With Copenhagen on our minds, some remarkably incisive commentary coming from — of all places — the IMF. Here’s Carlo Cottarelli, the Director of the Fund’s Fiscal Affairs Department:
The science of the issue can get pretty incomprehensible pretty quickly. And the politics are clearly very ugly. Let’s not forget, however, that much of the economics is simple.
It’s an externality, stupid — so price it.
An informed citizen trying to follow the debate may easily become overwhelmed. But Cottarelli is right: the economics principles here are pretty straightforward.
(Hat tip: Peter Martin)

I guess pricing externalities isn’t simple to me.
What do you do with the moneys raised?
How do you set targets for desired behavior that isn’t influenced by the revenue?
Are we sure it won’t cause secondary affects that aren’t desirable, like moving economic activity to black markets?
Nothing simple about it, if you ask me.
Pricing pollution is the right idea, but how? Auctioning off permits and then allowing them to be traded gives an unfair benefit to firms that can afford to buy permits. What about the new start-up or the smaller company?
What are some other approaches that might work?
Not so easy to price complex systems with imperfect information…
The problem is that the probabilities are not only unknown but also, in a certain sense, unknowable.
Isn’t this the same debate at one remove? Externality = anthropomorphic global warming, right? Simply calling it an externality shortcuts the debate about if and how much our carbon activities are contributing. Doesn’t seem like a meaningful designation.
This is a case where the collection mechanism is known (taxes), and we have eager recipients – scientists, politicians, companies that have bought politicians, and NGOs eager to take a slice out of the pie they distribute.
But what is NOT known if the externality cost is real, or if so what its cost is, nor what the cost of injecting the externality into the pricing is..
Externalities – simple as throw away lines from bureaucrats at corrupt international finance institutions.
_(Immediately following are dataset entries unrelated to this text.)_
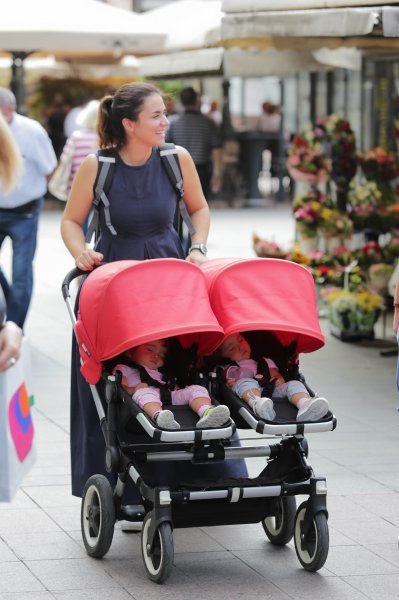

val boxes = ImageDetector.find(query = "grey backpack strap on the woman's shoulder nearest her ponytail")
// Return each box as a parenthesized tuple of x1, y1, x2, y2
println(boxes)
(85, 148, 117, 243)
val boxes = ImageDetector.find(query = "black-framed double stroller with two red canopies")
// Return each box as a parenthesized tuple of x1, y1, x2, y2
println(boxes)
(62, 258, 336, 583)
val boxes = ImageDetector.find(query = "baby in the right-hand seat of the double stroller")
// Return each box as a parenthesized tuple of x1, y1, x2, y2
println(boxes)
(217, 333, 329, 421)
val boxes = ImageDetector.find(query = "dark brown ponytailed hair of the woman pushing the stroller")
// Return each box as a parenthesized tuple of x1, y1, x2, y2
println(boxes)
(97, 82, 162, 148)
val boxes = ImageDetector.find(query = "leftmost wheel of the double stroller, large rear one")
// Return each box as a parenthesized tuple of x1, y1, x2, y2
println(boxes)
(81, 475, 115, 558)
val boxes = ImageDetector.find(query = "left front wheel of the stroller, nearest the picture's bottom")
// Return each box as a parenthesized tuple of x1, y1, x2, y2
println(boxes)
(141, 512, 174, 583)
Not simple at all in practice.
But it still doesn’t fix the pollution problem. Paying a carbon tax fixes nothing so it holds no value.
Clean water however is now becoming more of a high value commodity that it’ll become political soon. This is already the case in parts of Africa and Australia.
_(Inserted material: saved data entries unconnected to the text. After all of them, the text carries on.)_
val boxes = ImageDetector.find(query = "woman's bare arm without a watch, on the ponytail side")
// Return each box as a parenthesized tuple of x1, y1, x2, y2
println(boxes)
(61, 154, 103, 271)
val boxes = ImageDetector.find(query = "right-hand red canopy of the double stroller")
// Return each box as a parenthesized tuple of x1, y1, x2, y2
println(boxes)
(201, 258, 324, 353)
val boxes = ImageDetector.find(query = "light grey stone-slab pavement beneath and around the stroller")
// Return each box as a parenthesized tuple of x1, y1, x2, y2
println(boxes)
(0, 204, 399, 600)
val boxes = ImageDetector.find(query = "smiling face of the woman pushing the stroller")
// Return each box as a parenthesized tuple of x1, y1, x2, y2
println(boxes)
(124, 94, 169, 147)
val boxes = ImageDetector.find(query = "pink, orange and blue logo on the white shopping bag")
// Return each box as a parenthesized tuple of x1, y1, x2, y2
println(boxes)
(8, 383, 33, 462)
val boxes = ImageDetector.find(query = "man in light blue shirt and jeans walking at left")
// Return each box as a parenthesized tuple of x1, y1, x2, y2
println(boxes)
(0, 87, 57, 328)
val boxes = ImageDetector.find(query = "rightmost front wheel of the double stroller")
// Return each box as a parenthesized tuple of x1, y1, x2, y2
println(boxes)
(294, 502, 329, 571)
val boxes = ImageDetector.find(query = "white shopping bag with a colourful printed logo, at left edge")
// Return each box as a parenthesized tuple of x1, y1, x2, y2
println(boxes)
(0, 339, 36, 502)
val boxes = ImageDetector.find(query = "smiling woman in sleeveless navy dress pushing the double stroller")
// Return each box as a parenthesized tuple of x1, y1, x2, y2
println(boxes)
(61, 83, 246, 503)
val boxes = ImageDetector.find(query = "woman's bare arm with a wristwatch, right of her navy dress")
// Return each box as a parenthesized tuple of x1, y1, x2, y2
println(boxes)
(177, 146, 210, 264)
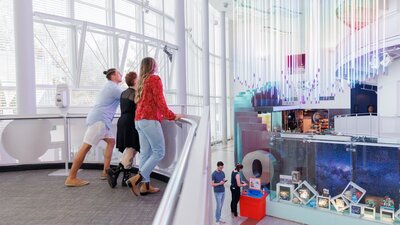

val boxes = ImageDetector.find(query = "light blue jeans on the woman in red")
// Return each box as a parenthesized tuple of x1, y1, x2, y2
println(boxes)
(135, 120, 165, 182)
IMF should be investigating the far reaching monetary impact of water instead.
As an economist who used to work for the White House and is right now sitting at the negotiations in Copenhagen, one thing I have learned is how much of the world, the simple models of economics does not capture. I agree completely that the economics of externalities are straightforward, but without even dipping into the many scientific uncertainties and political hurdles, even the economics is not so simple when you add in innovation and learning by doing which is a crucial component of addressing climate change, not to mention equity concerns when the main polluters for the next 50 years have only a fraction of the income compared to the developed world, and equity cannot be fixed by direct transfers for a wide variety of reasons.